Although no longer a trustee, Dr Saunders continued to participate actively in the work of the trust until shortly before his death. As just one example, one of the most notable gifts to UCT came in the form of the Potter Fellowships some two decades ago, the brainchild of David and Elaine Potter, the donors, and Dr Saunders. Elaine serves as a trustee of the UCT Trust, and writes:
“From inception Stuart sat on the selection board and year after year spent days interviewing some outstanding candidates. This included the interviews … where he made his usual important contribution, interrogating the candidates, probing their understanding of their subjects as well as what contribution they might be able to make to civil society. He attended any and all events associated with the fellowship.”
In the last decade or so, as I encountered Dr Saunders more frequently at social events, many of them generously hosted by him and his remarkable wife, Anita, I was able to see someone less forbidding, someone utterly human and fallible, always with an impish smile and a kindly teasing remark just below the surface. He remained intellectually engaged and collegially involved to the last. My admiration for him grew with each such encounter.

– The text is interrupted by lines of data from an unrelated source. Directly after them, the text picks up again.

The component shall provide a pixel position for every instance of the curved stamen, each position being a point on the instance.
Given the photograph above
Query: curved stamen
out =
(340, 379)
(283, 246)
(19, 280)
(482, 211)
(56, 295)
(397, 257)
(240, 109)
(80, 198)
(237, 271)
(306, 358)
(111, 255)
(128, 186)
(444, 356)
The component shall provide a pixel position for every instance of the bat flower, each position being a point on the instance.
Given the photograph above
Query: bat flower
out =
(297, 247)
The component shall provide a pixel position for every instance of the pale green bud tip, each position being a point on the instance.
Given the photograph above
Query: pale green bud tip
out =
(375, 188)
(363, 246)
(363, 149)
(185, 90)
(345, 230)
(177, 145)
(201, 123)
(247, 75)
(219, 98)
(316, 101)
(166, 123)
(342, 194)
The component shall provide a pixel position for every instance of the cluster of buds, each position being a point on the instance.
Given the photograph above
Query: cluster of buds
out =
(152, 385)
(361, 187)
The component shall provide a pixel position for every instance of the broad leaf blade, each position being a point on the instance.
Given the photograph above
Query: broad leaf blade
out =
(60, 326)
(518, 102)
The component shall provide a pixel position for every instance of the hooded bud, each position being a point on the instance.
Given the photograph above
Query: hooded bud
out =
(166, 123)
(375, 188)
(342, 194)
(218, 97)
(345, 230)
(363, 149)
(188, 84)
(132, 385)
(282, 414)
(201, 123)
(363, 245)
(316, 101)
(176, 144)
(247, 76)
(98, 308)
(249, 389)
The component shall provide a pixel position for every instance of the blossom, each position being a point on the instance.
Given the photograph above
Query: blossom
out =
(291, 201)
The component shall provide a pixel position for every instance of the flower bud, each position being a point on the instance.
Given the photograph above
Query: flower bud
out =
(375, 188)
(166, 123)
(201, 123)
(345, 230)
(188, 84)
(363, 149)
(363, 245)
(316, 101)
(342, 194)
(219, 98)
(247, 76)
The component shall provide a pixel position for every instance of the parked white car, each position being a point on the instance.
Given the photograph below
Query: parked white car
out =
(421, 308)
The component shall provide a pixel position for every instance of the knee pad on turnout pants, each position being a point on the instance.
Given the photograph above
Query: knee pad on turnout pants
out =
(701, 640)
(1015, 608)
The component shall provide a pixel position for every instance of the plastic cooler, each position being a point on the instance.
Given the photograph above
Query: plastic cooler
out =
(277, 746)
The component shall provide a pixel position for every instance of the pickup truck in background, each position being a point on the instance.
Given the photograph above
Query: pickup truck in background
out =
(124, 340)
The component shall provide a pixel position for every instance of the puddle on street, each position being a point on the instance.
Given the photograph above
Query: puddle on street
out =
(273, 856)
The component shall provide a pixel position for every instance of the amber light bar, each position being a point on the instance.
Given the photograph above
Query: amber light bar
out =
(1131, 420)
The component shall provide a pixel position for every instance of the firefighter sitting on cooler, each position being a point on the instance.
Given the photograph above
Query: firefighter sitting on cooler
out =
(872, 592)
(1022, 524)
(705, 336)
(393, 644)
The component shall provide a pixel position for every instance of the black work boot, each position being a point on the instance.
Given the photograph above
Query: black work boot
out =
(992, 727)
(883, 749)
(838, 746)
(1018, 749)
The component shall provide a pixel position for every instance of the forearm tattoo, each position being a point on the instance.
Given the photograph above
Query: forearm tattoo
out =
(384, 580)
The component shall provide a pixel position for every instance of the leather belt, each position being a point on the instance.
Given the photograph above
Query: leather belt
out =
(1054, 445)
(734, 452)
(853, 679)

I have never had any doubt that Dr Saunders’ training as a top-notch physician enabled him to take incredibly complex decisions clearly, rationally, boldly and expeditiously – a trait which served UCT remarkably well throughout the 1980s in particular. At the same time, his service as vice-chancellor gave evidence of a high degree of humaneness and emotional understanding, which I have always regarded as key to his success as a leader.
Institutional recognition in the higher education sector is a highly prized and elusive quality, generated by every single member of a university, but which requires constant vigilance and enhancement.
Dr Stuart Saunders played a leading part in positioning UCT as it is today. We are greatly in his debt and will miss him sorely.